At 32-43, not much has gone right for the Chicago Cubs this year. They field a team with a .232 batting average, and are 28th in the MLB in runs scored. When looking through their lineup, one of the few reasons they have had any offensive production whatsoever, is shortstop Starlin Castro.
Upon entering the big leagues, Castro was seen to be a mega-prospect of sorts, a player who can be the beginning of a paradigm shift on the North Side. At first, there was no disappointment. He hit a three run home run in his first MLB at bat, and went on to lead the National League in hits in 2011, with 207.
The rapidly producing shortstop took a large step back in 2013 in virtually every offensive category, posting new career lows.
The contact hitting shortstop struggled immensely, only hitting .245, and striking out in 129 of his 666 at bats. Castro also only put up 10 HR and 44 RBI, and mustered a measly .284 OBP. Castro began to be the subject of a potential offseason trade, and it appeared that the once promising shortstop was taking a turn for the worst at the young age of 23.
Yet with a new manager and hitting coach in Chicago, Castro has changed his approach at the plate drastically, and it has paid off to a large extent. Despite the Cubs abysmal record, Castro is starting to look like the player most thought he was; a contact hitting shortstop.
Castro has produced a .284/.331/.478 triple slash, and has taken the role of cleanup hitter for a weak Cubs’ offense. The quantitative numbers have also improved for the changed Starlin Castro, who has already surpassed his home run total with 11 thus far, and has equaled his RBI total for all of last year at 44. Granted, there is not much pop in the bats that Castro has to hit around, but when the Cubs squeeze out a victory, it is often due in part to Starlin Castro.
Excluding the ridiculous campaign that Troy Tulowitzki has amassed thus far, Castro has been among the finest offensive shortstops in the game, and certainly has a case to be a reserve for the NL All-Star team.

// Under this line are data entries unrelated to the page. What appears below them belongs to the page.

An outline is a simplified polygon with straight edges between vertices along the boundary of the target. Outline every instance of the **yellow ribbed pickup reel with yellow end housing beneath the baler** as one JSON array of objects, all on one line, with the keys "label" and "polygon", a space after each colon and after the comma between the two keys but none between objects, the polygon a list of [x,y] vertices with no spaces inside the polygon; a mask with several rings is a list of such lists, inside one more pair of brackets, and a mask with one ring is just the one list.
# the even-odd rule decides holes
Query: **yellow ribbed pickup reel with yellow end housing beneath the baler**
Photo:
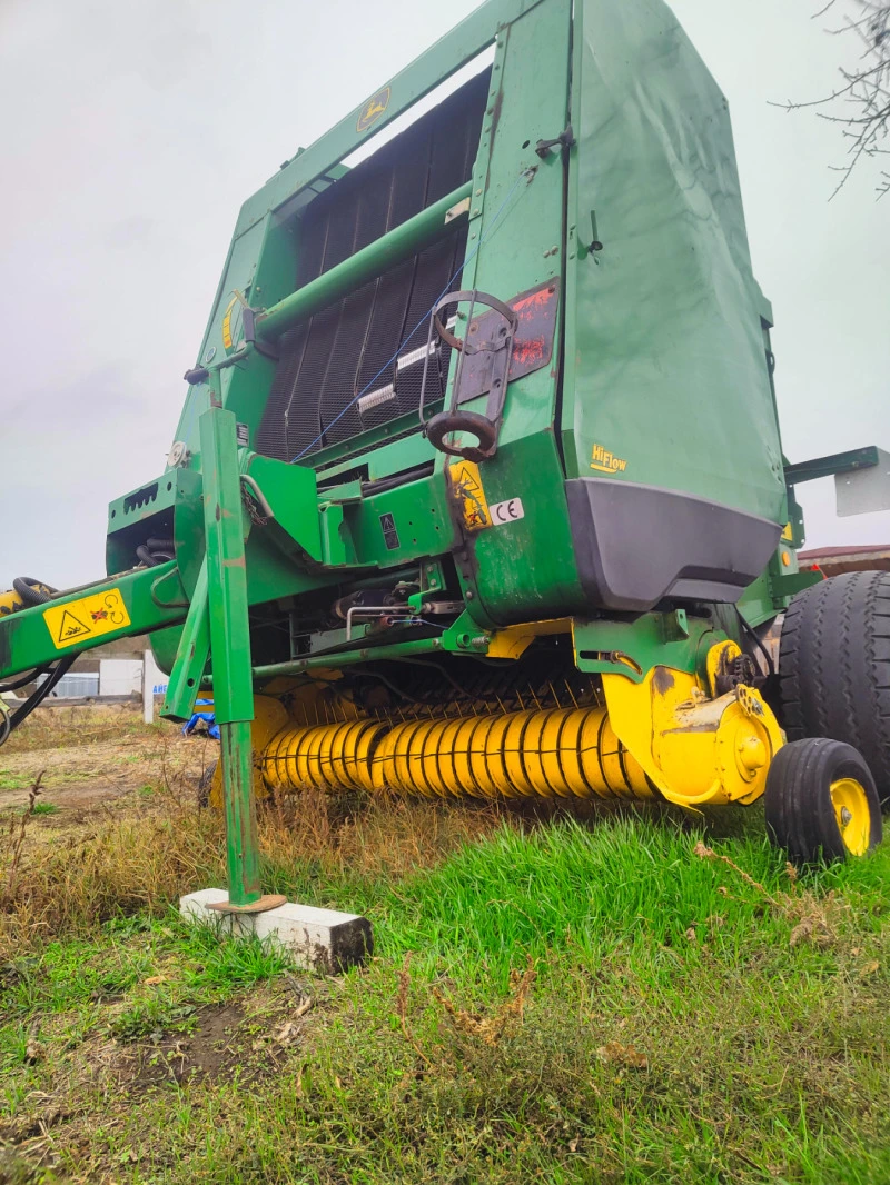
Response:
[{"label": "yellow ribbed pickup reel with yellow end housing beneath the baler", "polygon": [[[720,642],[708,670],[740,651]],[[708,694],[654,667],[642,683],[602,679],[605,704],[514,712],[352,716],[281,729],[260,756],[265,786],[426,798],[651,799],[754,802],[782,732],[758,691]]]}]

At 24 years old, shall he be selected to take part in the Midsummer Classic, he would be making his third All-Star Game appearance. While there is still some baseball to be played before the break, and much more left in the 2014 season, Castro has also put up a strong case to win the NL Comeback Player of the Year Award.
Castro’s improvement in his game, both offensively and defensively, provide strong value for the Cubs on a team standpoint as well. Castro improved from an awful -0.6 WAR to a more acceptable 1.5 WAR this season, a stat that may improve as well.
While the 2014 Cubs will not be anything close to a contender this season, Castro, along with first baseman Anthony Rizzo, are two solid pieces in place for a Cubs team that has an array of young prospects on the way, including Arismendy Alcantara, Javier Baez, Kris Bryant, Kyle Schwarber, and plenty other high ceiling prospects that are bound to make the Cubs contenders as soon as 2015.
The 24 year old veteran has proven that he can make the difference to himself in 2014.
His next challenge will be making the difference to the Cubs and the rest of the MLB in 2015 and beyond.